Epic Games agreed to pay a $520 million fine following a plea bargain with the FTC (the American antitrust body), reported the Wall Street Journal. The main charge was that of violation of the protection of children's privacy online in Fortnite, having led them to make unsolicited purchases.
Specifically, the FTC had opened, at least based on the declarations of the newspaper, two civil cases against Epic Games/Fortnite: one in which it claimed that the company had violated the Children's Online Privacy Protection Act, using information from users under the age of 13 without the authorization of parents/legal guardians, and one connected to in-game communication methodologies, having left free access to voice and text chat during matchesalways to minors.

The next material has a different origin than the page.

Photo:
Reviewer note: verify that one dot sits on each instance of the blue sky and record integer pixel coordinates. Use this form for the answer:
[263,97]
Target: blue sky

The latter accusation is connected to the most toxic dynamics that the web can offer, not only to Fortnite fans of course. Free access to the chat has subjected the little ones to the cruelty of the "online world" also made up of bullying, mistreatment and various threats. It's not the first time that this video game has ended up on the grill for developments of the genre, although on this occasion the situation is much more serious for the company itself.
From these two causes we arrive at the total of 520 million dollars. One cost Epic Games $275 million, with the company making no commitment to either confirm or deny the situation, while the other $245 million aimed at reimbursing users induced to make various purchases (also in this case this is not the first time that the company has found itself having to compensate users for some problems with purchases). This sum was contextualized with the exposure of the corporate tactics used to induce players to various signings.